Reconstructing Paleo-Environments of Highland Societies in Iran from Sedimentary Records of Holocene Climate Change and Landscape Evolution
The Iranian highlands are dominated by different kinds of drylands, such as deserts and steppes. There are also open forests and grasslands in the mountain areas. In this environment, agriculture and nomadic livestock breeding of (pre)historic societies evolved. Research on paleoenvironmental archives such as lake sediments and speleothems gave evidence that these ecological systems have shifted in space and time due to past climate change.
The kind and timing of paleoenvironmental change is still a matter of dispute. In addition, questions arise with regard to how far highland societies react to such changes. Do societies retreat to climatically more favourable areas and abandon their settlements? Or do they adapt new techniques to overcome climate related shortage of resources? Finally, we can pose the question: to what degree highland societies affected paleoenvironments and caused shortage of resources themselves?

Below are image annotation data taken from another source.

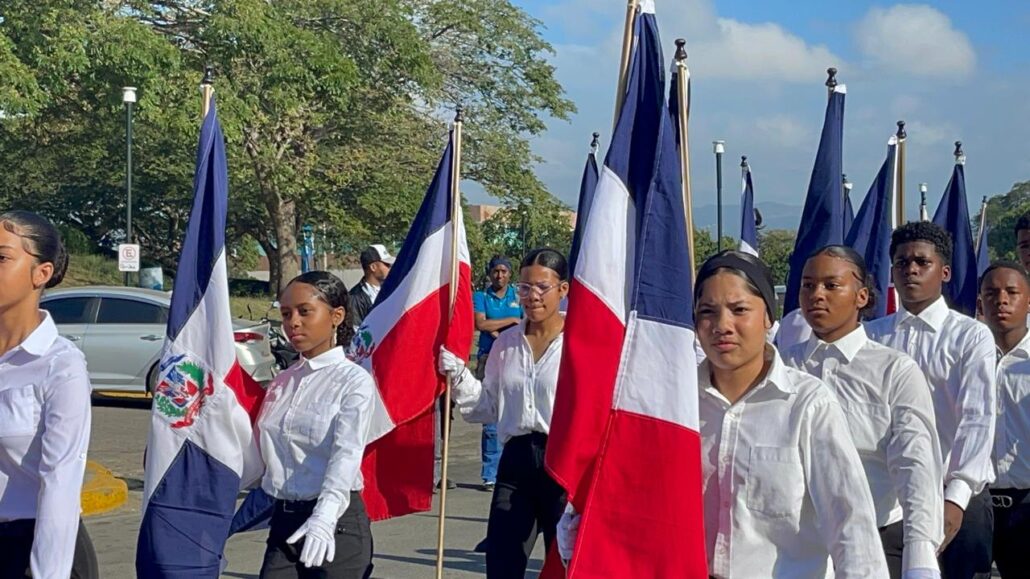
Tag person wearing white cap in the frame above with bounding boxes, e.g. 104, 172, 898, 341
350, 243, 396, 326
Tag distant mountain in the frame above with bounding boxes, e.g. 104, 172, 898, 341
694, 201, 803, 231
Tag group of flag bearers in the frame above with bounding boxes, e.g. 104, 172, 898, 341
0, 0, 1030, 579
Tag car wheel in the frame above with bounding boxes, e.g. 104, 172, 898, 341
146, 364, 158, 398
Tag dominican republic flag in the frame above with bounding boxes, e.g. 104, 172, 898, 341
546, 2, 708, 578
846, 136, 898, 318
569, 134, 597, 271
933, 158, 977, 316
136, 99, 264, 579
777, 79, 847, 349
740, 158, 758, 257
352, 131, 473, 520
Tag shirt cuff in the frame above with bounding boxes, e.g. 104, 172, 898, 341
311, 490, 350, 526
901, 541, 940, 568
945, 478, 972, 511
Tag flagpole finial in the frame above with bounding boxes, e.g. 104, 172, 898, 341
200, 65, 214, 87
676, 38, 687, 62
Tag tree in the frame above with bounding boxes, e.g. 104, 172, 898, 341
694, 229, 739, 270
972, 181, 1030, 261
0, 0, 573, 290
758, 229, 797, 285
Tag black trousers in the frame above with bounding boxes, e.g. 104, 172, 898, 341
940, 489, 994, 579
0, 519, 100, 579
486, 433, 565, 579
991, 488, 1030, 579
880, 520, 904, 579
260, 492, 372, 579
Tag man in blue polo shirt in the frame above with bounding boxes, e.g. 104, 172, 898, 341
473, 256, 522, 490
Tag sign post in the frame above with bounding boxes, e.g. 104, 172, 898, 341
118, 243, 139, 273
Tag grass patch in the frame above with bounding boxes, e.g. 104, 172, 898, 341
61, 256, 124, 287
59, 254, 279, 319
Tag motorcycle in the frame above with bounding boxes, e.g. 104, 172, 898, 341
247, 302, 300, 371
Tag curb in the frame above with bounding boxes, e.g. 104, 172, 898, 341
81, 461, 129, 516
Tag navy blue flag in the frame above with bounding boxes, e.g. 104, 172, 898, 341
976, 223, 991, 279
741, 161, 758, 256
846, 136, 898, 319
844, 190, 855, 237
783, 84, 845, 315
569, 141, 597, 271
933, 163, 976, 316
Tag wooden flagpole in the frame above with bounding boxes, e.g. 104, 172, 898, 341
676, 38, 697, 279
200, 66, 214, 121
437, 106, 464, 579
612, 0, 639, 128
895, 121, 908, 227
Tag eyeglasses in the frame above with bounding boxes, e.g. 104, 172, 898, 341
515, 281, 558, 297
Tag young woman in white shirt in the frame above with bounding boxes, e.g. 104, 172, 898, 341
440, 248, 569, 579
558, 251, 888, 579
0, 211, 97, 579
258, 271, 375, 579
783, 245, 945, 579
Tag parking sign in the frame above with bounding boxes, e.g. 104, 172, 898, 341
118, 243, 139, 271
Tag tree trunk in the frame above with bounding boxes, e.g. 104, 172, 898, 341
268, 196, 301, 296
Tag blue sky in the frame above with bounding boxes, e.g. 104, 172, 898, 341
470, 0, 1030, 228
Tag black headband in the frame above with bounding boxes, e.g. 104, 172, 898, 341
694, 250, 779, 320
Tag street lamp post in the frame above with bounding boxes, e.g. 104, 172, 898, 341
712, 141, 726, 251
122, 87, 136, 285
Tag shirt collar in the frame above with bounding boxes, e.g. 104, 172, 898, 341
804, 323, 869, 363
697, 344, 797, 400
301, 346, 347, 370
19, 310, 58, 356
898, 296, 951, 332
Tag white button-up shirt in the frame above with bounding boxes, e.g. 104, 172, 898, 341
865, 298, 995, 509
0, 312, 92, 579
994, 333, 1030, 488
784, 326, 945, 571
698, 346, 888, 579
452, 319, 564, 442
258, 347, 376, 521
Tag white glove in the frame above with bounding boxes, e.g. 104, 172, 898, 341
556, 503, 581, 566
286, 515, 336, 567
437, 346, 465, 379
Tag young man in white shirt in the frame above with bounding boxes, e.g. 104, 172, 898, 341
980, 262, 1030, 577
866, 222, 995, 579
783, 245, 943, 579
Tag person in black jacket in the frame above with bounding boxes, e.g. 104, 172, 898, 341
350, 243, 394, 327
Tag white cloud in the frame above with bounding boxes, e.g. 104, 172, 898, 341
855, 4, 976, 77
687, 19, 844, 82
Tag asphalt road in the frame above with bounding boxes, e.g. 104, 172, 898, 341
84, 398, 544, 579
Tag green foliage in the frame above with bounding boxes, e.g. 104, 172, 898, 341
694, 228, 740, 270
0, 0, 574, 290
758, 229, 797, 285
972, 181, 1030, 261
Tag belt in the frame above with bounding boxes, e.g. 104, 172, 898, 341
991, 488, 1030, 509
275, 499, 318, 513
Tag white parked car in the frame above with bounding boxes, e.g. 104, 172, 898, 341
40, 285, 275, 393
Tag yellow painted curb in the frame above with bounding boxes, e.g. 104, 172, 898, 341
81, 461, 129, 516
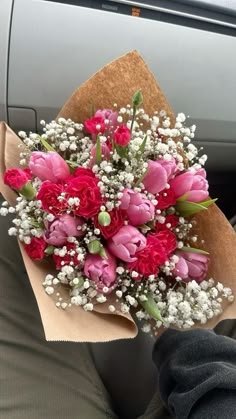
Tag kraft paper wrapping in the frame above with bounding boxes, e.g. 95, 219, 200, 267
0, 51, 236, 342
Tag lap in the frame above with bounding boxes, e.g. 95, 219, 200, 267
0, 208, 116, 419
0, 201, 169, 419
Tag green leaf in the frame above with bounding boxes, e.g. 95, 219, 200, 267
90, 99, 95, 118
199, 198, 218, 208
44, 245, 54, 256
175, 198, 217, 217
134, 168, 148, 186
130, 90, 143, 133
66, 160, 79, 169
135, 135, 147, 160
132, 89, 143, 108
39, 137, 56, 152
95, 135, 102, 164
139, 294, 163, 321
180, 246, 209, 255
115, 144, 128, 158
175, 201, 207, 217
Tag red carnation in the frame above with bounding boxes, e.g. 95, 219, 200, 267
156, 188, 177, 210
23, 167, 33, 180
94, 208, 126, 239
155, 214, 179, 233
3, 169, 30, 190
66, 175, 102, 218
114, 125, 131, 147
24, 237, 47, 260
84, 116, 106, 135
127, 231, 176, 280
36, 181, 67, 215
52, 243, 80, 269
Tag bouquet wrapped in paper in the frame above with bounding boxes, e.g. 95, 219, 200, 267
0, 51, 236, 342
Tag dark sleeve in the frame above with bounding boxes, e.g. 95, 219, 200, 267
153, 329, 236, 419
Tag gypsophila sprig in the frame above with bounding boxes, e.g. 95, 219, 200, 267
0, 91, 231, 333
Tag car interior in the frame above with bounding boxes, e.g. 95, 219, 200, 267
0, 0, 236, 417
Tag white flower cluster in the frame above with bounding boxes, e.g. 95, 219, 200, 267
0, 105, 233, 332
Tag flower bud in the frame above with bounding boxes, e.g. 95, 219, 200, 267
88, 240, 102, 255
98, 211, 111, 227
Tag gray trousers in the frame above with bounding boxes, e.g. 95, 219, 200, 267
0, 202, 234, 419
0, 202, 171, 419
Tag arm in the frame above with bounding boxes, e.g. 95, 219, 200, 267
153, 329, 236, 419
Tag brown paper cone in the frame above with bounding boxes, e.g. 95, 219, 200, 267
0, 51, 236, 342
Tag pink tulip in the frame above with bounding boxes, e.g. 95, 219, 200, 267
44, 214, 84, 246
108, 226, 146, 262
29, 151, 70, 183
143, 158, 176, 195
173, 251, 209, 283
170, 169, 209, 202
95, 109, 119, 135
84, 249, 117, 294
90, 143, 111, 166
120, 189, 155, 226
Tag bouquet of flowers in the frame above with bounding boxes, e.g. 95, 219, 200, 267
0, 51, 234, 342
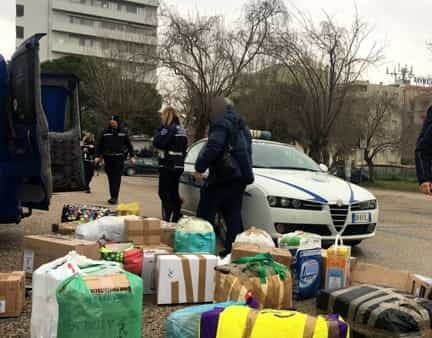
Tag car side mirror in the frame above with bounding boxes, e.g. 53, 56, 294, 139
320, 163, 328, 173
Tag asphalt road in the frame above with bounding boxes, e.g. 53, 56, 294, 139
0, 175, 432, 337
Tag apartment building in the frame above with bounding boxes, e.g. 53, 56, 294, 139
16, 0, 159, 82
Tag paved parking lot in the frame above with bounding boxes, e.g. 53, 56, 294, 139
0, 175, 432, 337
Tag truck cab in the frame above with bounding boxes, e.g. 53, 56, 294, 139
0, 34, 84, 223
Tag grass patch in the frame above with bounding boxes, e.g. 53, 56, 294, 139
361, 180, 419, 192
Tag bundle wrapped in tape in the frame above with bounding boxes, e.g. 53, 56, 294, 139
216, 305, 350, 338
75, 216, 138, 242
235, 227, 276, 248
215, 254, 292, 309
167, 302, 350, 338
317, 284, 432, 338
166, 302, 240, 338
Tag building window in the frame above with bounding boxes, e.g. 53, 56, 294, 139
16, 26, 24, 39
126, 4, 137, 14
17, 5, 24, 18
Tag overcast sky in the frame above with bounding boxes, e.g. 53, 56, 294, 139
0, 0, 432, 82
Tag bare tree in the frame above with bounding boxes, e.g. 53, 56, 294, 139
268, 9, 382, 162
158, 0, 283, 139
361, 90, 401, 181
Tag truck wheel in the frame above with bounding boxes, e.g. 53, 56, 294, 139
126, 168, 136, 176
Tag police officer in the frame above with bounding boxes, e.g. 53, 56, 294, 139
96, 115, 134, 204
415, 106, 432, 195
81, 133, 96, 194
195, 97, 254, 256
153, 107, 188, 222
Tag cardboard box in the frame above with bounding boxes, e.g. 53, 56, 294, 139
0, 271, 25, 318
125, 218, 161, 245
23, 235, 100, 275
231, 243, 292, 267
161, 222, 177, 247
58, 223, 79, 235
156, 254, 218, 305
141, 244, 173, 295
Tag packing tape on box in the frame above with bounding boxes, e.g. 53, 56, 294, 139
242, 309, 259, 338
171, 255, 207, 304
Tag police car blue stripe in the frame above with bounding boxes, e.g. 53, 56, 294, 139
256, 174, 328, 204
348, 183, 358, 204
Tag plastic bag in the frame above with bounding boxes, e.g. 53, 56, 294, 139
174, 217, 216, 254
56, 270, 143, 338
166, 302, 241, 338
75, 216, 138, 242
176, 217, 214, 233
235, 227, 276, 248
31, 251, 118, 338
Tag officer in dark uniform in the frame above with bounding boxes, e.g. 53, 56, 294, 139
81, 133, 96, 194
415, 106, 432, 195
195, 97, 254, 256
96, 115, 134, 204
153, 107, 188, 222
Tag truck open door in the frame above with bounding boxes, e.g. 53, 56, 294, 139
0, 34, 84, 223
41, 74, 85, 192
7, 34, 52, 214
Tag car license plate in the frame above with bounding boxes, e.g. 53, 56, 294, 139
353, 212, 372, 224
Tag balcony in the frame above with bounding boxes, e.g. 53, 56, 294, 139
51, 21, 157, 45
129, 0, 159, 7
52, 0, 158, 26
52, 41, 156, 67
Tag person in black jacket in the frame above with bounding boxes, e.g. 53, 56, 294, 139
195, 97, 254, 256
81, 133, 96, 194
96, 115, 134, 204
153, 107, 188, 222
415, 106, 432, 195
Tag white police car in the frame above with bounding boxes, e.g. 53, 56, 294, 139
180, 140, 378, 245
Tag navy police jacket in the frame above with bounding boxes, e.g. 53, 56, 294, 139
153, 122, 188, 171
195, 111, 254, 185
415, 106, 432, 184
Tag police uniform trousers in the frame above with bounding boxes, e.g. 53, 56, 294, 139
84, 160, 95, 189
159, 167, 183, 223
104, 155, 124, 199
197, 182, 246, 252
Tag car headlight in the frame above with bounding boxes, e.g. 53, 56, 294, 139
267, 196, 314, 210
359, 200, 377, 210
267, 196, 279, 208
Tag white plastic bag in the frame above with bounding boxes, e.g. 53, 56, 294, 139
235, 227, 276, 248
31, 251, 119, 338
176, 217, 213, 233
75, 216, 139, 242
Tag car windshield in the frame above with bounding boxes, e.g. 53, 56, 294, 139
252, 143, 320, 171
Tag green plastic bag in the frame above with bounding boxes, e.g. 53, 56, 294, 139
56, 270, 143, 338
174, 231, 216, 255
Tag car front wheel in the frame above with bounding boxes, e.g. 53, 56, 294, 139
126, 168, 136, 176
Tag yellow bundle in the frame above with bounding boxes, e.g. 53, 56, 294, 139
117, 202, 140, 216
216, 305, 349, 338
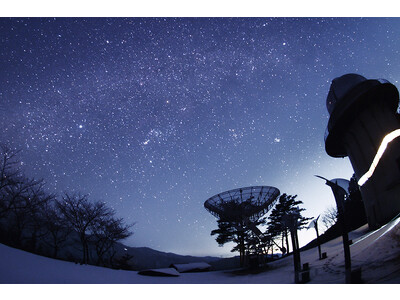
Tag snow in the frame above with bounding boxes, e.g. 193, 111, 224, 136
172, 262, 211, 273
0, 218, 400, 284
138, 268, 179, 276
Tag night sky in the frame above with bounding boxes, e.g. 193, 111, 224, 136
0, 18, 400, 255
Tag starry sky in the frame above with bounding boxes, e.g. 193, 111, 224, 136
0, 18, 400, 256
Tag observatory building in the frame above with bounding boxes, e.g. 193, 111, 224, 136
325, 74, 400, 229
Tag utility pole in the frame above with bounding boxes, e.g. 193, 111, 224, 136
315, 175, 351, 283
307, 216, 322, 260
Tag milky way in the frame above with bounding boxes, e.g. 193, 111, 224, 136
0, 18, 400, 254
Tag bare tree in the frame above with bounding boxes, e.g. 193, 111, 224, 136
43, 203, 72, 258
91, 212, 134, 265
321, 206, 338, 231
57, 194, 112, 264
0, 145, 22, 219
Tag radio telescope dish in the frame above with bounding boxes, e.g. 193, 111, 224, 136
204, 186, 280, 223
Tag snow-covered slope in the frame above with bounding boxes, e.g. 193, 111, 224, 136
0, 218, 400, 284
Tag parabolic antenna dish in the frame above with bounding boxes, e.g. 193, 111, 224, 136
204, 186, 280, 222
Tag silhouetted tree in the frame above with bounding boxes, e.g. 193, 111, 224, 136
321, 206, 338, 230
90, 211, 133, 265
57, 194, 112, 264
43, 202, 72, 258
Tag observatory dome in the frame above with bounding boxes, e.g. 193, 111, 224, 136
325, 74, 399, 157
326, 74, 367, 114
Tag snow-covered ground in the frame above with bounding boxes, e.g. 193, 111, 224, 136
0, 218, 400, 284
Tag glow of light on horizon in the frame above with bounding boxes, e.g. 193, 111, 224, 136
358, 129, 400, 186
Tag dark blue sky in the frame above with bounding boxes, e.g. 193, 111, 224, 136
0, 18, 400, 255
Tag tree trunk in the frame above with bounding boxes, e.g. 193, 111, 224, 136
290, 230, 300, 283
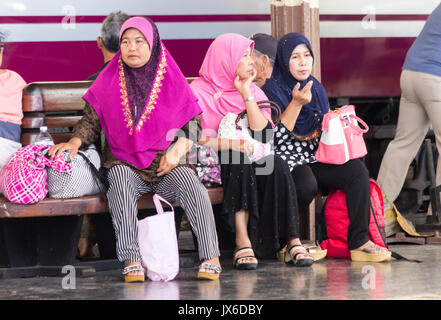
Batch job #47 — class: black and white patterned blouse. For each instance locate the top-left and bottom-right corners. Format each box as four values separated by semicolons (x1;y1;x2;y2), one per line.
274;121;319;171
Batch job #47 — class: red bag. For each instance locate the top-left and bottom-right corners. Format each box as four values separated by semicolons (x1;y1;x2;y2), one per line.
320;179;387;259
315;105;369;164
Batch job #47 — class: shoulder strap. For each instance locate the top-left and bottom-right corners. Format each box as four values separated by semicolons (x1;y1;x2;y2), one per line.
77;151;106;192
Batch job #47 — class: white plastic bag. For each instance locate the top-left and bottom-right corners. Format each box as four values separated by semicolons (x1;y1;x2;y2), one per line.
138;194;179;281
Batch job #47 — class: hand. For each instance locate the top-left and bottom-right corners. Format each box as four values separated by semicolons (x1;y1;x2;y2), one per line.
234;70;257;99
156;151;179;177
48;141;79;160
292;80;314;106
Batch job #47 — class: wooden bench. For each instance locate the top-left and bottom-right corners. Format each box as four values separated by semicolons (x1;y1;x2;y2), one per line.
0;81;227;278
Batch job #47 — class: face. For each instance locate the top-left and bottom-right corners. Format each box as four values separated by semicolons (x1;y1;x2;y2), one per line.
121;28;151;68
289;44;314;81
236;48;255;79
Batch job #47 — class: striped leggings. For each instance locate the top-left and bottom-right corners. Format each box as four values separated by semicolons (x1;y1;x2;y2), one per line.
107;165;220;264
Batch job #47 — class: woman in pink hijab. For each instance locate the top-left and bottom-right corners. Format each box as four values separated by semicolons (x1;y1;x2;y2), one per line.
49;17;222;282
190;34;314;270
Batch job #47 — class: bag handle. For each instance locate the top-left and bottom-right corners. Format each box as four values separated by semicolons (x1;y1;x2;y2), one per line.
153;193;174;214
235;100;282;130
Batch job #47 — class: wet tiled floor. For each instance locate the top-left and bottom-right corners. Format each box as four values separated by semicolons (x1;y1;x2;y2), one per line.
0;232;441;300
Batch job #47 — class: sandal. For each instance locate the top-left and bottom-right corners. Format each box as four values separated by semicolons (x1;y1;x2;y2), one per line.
123;263;145;282
233;247;257;270
351;243;392;262
198;262;222;280
285;245;314;267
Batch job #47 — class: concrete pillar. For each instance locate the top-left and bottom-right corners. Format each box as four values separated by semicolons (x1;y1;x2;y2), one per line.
271;0;321;81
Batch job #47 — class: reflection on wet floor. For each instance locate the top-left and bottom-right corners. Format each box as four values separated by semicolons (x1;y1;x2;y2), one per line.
0;231;441;301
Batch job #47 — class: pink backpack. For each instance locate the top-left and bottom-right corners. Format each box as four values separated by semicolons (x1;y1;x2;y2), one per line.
0;144;72;204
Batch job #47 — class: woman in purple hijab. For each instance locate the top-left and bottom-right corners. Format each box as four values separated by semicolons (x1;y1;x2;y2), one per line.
49;17;222;282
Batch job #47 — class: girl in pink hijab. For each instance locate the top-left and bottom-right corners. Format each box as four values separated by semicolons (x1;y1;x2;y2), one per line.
49;17;222;282
190;34;314;270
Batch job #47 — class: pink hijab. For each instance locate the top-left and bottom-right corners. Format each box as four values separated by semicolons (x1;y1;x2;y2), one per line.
190;33;271;138
83;17;201;169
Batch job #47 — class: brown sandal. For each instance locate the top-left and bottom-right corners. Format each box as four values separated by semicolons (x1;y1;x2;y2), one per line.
233;247;257;270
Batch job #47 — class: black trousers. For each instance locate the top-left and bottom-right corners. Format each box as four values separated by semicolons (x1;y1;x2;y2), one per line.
291;159;370;250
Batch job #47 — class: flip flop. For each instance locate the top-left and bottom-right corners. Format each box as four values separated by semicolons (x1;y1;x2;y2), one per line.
285;245;314;267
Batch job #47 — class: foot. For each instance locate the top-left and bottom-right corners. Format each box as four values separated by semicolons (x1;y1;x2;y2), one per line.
123;262;144;282
355;240;389;254
199;257;221;274
198;257;222;280
285;245;314;267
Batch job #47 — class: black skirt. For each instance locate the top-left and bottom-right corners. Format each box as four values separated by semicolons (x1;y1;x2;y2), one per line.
219;151;299;259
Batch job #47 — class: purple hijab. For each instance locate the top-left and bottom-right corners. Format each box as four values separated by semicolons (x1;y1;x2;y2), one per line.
83;17;201;169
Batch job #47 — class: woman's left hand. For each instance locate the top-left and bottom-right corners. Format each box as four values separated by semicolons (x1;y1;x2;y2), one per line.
156;151;179;177
234;70;257;99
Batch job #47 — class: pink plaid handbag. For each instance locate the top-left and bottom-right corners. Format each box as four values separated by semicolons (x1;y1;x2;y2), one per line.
0;144;72;204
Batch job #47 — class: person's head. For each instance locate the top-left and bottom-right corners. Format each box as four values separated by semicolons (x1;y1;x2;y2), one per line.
120;17;153;69
250;33;277;87
97;11;130;55
276;33;314;81
199;33;254;89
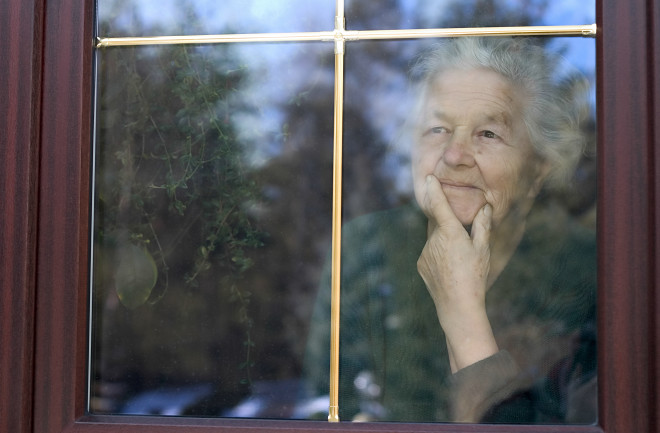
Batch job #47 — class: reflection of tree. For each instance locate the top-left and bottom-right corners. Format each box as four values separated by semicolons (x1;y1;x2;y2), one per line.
93;0;590;415
94;32;263;410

In our project, we will carry out detailed paleoenvironmental research to reconstruct climate change and its eff ect on dryland ecosystems in the Iranian highlands. We want to get a clear picture of man-environment-interactions in the Iranian highlands. Therefore, we employ multidisciplinary research methods. Sediment cores drilled in two periodically waterbearing lakes in the area of Gandoman and Gavkhouni will be our paleoenvironmental archives. By means of these drills, we aim to identify phases of climate change. Here we use high resolution analysis of sediment lithology and climate proxies such as pollen, botanical macro remains and gastropods. Finally, we will discuss the extent and drivers of paleoenvironmental change concerning possible effects on highland societies.